Deciding When to Use File System Caching or Mapped I/O
Disk caching can be a good way to accelerate access to file data, but its use is not appropriate in every situation. Caching increases the memory footprint of your app and if used inappropriately can be more expensive than simply reloading data from the disk.
Caching is most appropriate for files you plan to access multiple times. If you have files that you intend to use only once, either disable the caches or map the file into memory.
Disabling File System Caching
When reading data that you won’t need again soon, such as when streaming a large multimedia file, tell the file system not to add that data to the file-system caches. Disable file system caching for files being read once and discarded by passing the
DataReadingUncached option to
init(contentsOfURL:options:). By default, the system maintains a buffer cache with the data most recently read from disk. This disk cache is most effective when it contains frequently used data. If you leave file caching enabled while streaming a large multimedia file, you can quickly fill up the disk cache with data you won’t use again. Even worse, this process is likely to push other data out of the cache that might have benefited from being there.
Using Mapped I/O Instead of Caching
For data read randomly from a file, you can sometimes improve performance by mapping that file directly into your app’s virtual memory space. File mapping is a programming convenience for files you want to access with read-only permissions. It lets the kernel take advantage of the virtual memory paging mechanism to read the file data only when it is needed. You can also use file mapping to overwrite existing bytes in a file; however, you cannot extend the size of the file using this technique. Mapped files bypass the system disk caches, so only one copy of the file is stored in memory.

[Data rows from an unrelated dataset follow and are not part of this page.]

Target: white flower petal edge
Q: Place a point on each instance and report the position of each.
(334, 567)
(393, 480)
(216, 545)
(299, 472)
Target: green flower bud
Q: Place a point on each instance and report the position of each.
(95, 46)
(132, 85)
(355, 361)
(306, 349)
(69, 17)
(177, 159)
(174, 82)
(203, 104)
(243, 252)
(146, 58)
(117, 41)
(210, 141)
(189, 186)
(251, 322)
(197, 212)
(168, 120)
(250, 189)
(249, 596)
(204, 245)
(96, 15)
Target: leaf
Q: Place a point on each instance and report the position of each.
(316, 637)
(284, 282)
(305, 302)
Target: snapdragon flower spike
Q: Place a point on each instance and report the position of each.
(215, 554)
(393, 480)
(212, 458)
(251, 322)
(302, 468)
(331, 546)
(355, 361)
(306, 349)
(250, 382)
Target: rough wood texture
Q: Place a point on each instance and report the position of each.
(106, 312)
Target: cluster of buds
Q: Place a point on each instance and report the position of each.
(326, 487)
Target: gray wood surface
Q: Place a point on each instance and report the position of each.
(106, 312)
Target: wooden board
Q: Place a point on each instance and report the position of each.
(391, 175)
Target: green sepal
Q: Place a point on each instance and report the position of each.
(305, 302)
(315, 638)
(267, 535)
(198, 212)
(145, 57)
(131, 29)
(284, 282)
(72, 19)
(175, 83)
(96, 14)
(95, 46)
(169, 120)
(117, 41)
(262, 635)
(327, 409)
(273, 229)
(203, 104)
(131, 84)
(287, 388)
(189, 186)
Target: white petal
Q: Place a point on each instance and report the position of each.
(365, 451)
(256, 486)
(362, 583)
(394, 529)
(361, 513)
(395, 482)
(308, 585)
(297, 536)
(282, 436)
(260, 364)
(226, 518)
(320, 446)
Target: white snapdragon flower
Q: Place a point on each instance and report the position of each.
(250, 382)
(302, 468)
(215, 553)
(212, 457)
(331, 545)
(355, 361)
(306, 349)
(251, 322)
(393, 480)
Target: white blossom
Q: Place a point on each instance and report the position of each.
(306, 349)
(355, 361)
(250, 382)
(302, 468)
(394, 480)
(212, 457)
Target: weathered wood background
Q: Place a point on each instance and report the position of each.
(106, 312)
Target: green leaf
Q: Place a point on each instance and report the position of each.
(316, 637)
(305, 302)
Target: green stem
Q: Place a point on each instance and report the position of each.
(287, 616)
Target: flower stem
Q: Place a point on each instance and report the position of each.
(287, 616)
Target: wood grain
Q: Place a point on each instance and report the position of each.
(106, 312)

For more information about mapping files into memory, see File System Advanced Programming Topics.
Working with Zero-Filling
For security reasons, file systems are supposed to zero out areas on disk when the data from those areas is allocated to a file. This behavior prevents data left over from a previously deleted file from being included with the new file.
For both reading and writing operations, the system delays the writing of zeroes until the last possible moment. When you close a file after writing to it, the system writes zeroes to any portions of the file your code did not touch. When reading from a file, the system writes zeroes to new areas only when your code attempts to read from that area or when it closes the file. This delayed-write behavior avoids redundant I/O operations to the same area of a file.
If you notice a delay when closing your files, it is likely because of this zero-fill behavior. Make sure you do the following when working with files:
Write data to files sequentially. Gaps in writing must be filled with zeros when the file is saved.
Don’t move the file pointer past the end of the file and then close the file.
Truncate files to match the length of the data you wrote. For scratch files you plan to delete, truncate the file to zero-length.
Use Modern File System Interfaces
Choose routines that let you specify paths using
NSURL objects over those that specify paths that use strings. Most URL-based routines are supported in macOS 10.6 and later, and are designed to take advantage of technologies like Grand Central Dispatch. This gives your code an immediate advantage on multicore computers while not requiring you to do much work.
Prefer routines that accept block objects over those that accept callback functions or methods. Blocks are a convenient and more efficient way to implement callback-type behaviors. Blocks often require much less code to implement because they don’t require you to define and manage a context data structure for passing data. Some routines might also execute your block by scheduling it in a GCD queue, which can also improve performance.